Winter is not too far away. One of my favorite weather sites is the Mount Washington Observatory in New Hampshire. At nearly 6,300 feet they recorded their first measurable snow/ice accumulation of the season yesterday along with a bone-jarring, teeth-rattling wind chill of -2 degrees this morning.

I hope to update my blog soon with interesting and informative sites to visit. Just give me some time, because quite likely, I'll still be out there enjoying the weather instead of just writing about it.

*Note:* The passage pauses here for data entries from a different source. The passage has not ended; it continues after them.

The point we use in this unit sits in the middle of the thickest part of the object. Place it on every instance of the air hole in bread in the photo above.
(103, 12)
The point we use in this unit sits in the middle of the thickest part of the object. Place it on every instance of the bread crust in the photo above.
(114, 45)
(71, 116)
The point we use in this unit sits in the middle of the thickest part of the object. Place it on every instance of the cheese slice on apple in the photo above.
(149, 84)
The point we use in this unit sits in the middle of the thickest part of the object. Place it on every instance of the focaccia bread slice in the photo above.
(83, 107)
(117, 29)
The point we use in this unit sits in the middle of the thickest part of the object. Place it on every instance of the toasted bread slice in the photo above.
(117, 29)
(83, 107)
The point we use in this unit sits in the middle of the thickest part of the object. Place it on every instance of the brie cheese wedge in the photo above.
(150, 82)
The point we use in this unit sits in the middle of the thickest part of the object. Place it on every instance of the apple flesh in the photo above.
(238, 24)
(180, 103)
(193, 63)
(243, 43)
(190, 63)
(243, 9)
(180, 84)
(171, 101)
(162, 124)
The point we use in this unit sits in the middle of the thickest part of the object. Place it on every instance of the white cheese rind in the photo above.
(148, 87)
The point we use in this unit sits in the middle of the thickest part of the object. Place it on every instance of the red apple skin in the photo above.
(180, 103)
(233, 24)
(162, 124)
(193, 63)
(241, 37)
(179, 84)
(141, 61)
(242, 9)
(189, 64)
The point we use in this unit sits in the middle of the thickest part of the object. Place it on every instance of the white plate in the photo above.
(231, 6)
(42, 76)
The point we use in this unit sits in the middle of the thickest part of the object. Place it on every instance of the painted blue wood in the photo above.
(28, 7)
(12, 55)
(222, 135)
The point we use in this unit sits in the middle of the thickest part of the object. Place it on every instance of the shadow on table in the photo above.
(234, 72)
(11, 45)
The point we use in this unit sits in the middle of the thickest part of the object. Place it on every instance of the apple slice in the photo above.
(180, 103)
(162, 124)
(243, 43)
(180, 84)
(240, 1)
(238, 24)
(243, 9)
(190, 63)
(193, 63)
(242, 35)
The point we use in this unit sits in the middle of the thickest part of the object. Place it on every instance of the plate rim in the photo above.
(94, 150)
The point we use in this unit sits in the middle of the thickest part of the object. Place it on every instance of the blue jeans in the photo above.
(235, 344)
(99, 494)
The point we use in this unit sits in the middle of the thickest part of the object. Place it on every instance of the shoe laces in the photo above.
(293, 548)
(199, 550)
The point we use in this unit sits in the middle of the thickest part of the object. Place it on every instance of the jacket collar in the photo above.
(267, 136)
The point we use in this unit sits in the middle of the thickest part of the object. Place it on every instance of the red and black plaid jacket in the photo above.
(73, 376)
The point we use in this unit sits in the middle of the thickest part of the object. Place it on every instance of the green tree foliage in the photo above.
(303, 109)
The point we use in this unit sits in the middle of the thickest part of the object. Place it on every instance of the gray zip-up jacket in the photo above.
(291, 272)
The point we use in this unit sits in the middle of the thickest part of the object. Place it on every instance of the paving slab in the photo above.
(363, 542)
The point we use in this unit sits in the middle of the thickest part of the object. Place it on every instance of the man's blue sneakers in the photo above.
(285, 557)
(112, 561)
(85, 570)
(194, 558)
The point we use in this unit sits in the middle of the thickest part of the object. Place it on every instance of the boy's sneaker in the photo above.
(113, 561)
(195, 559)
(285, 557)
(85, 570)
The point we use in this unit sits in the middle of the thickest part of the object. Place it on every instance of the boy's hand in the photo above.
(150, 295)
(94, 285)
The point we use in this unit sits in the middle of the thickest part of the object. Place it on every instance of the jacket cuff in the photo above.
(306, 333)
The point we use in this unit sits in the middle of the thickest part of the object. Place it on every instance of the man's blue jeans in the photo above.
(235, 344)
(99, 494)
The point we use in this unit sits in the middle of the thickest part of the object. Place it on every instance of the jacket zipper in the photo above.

Make it a good one. We'll talk again soon.


Thursday, August 4, 2016

Localized Heavy Rainfall Amounts

Just here in Jefferson County in Louisville, rainfall has been rather widespread. However, only a few isolated areas have received appreciable amounts.

The highest total I have seen so far is just east of I-65 near I-265 or Gene Snyder Freeway. Near the Buechel Basin there has been 2.74".

Closer to my neck of the woods, in Pleasure Ridge Park near Riverview park along the Ohio River, 1.51" has accumulated in the rain gauge. However, just a few miles southeast of there here in Valley Station at my house, I haven't recorded any measurable precipitation, just a trace.


Tuesday, July 12, 2016

A Very Wet July So Far

We have not even reached the middle of the month, yet some places in Western Kentucky have recorded nearly 14" so far. A few locations are closing in on a foot of rain.

This morning and early afternoon, Calhoun in McClean County has received nearly 5 and a half inches since midnight, easily doubling their total coming into today of 5.27".

A compact shield of moderate to heavy rain continues to lumber along a west to east, maybe slightly north of east, line from near Evansville through Owensboro and Tell City IN and approaching the Louisville area.

It will be interesting to see how this shield holds together or if it will weaken. However, additional storms are backbuilding to the west and may train over areas to the tune of 2-3" of rain with locally heavier amounts in thunderstorms along the Ohio River in Louisville. We might be testing the Flash Flood guidance for a 3-hour period, which should be running in the 3" range.

I think I would issue a Watch for the area anyway, just as a precautionary measure, especially for points just south and west of the area that have received heavier rainfall during the past few days.